K2, primo agosto 2008. Sulla vetta, arrivano in diciotto. Stanchi, stremati. In grave ritardo sulla tabella di marcia. Issano la propria bandiera, si abbracciano, scattano foto. Si riempiono gli occhi di quella vista straordinaria. Ma vedono anche l’oscurità che avanza, e sembra proprio un brutto presagio perché ora bisogna scendere. E fa freddo. E presto sarà buio. Contro di loro gioca la stanchezza, il rilassamento post-conquista. La statistica. E gli errori, come quelle corde fisse che c’erano all’andata ma ora non ci sono più, spazzate via come fuscelli da una poderosa frana di ghiaccio che nel frattempo ha ucciso un altro alpinista. Bisogna scendere con ramponi e piccozza. Oppure bivaccare in quota per cercare di scendere alle prime luci dell’alba. Ma senza chiudere gli occhi, “perché se ti addromenti sei morto”.

Come è andata, lo dicono le cronache dell’epoca e lo vedrete direttamente nel film: i morti saranno undici, alla fine. Compresi due fratelli sherpa, spediti in quota dal capo-spedizione coreano nel tentativo di recuperare tre suoi connazionali, morti o feriti.

“Loro pagano, e per questo credono di poter disporre anche delle nostre vite”. Assieme all’autore Mark Monroe, il regista Ryan cerca di restare attinente ai fatti. Ma il tema è noto: chi sopravvive, racconta ciò che crede, in buona o cattiva fede. E’ la storia delle grandi imprese alpinistiche, delle grandi tragedie. Tra gli scampati c’è anche l’italiano Marco Confortola.

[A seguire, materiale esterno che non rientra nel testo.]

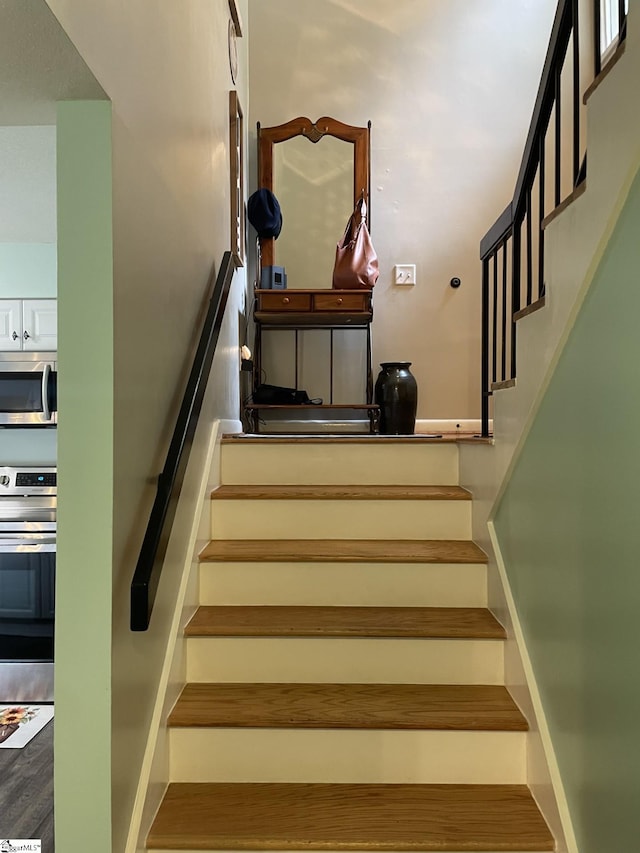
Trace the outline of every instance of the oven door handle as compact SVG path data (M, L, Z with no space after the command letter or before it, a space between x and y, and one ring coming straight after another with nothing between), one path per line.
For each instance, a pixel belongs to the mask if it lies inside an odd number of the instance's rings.
M51 375L51 365L45 364L42 368L42 416L46 421L51 420L51 412L49 411L49 377Z
M0 554L51 554L56 550L55 536L3 536L0 533Z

Accusato di aver fornito più versioni, racconterà la sua versione in un libro.

Alla fine del film, resta l’immagine di Pemba, lo sherpa ritrovatosi per caso capo-spedizione. A guardare metaforicamente, con grande calma interiore, a quegli occidentali affamati di vette. “Summit fever”, sì. Con un altissimo prezzo da pagare.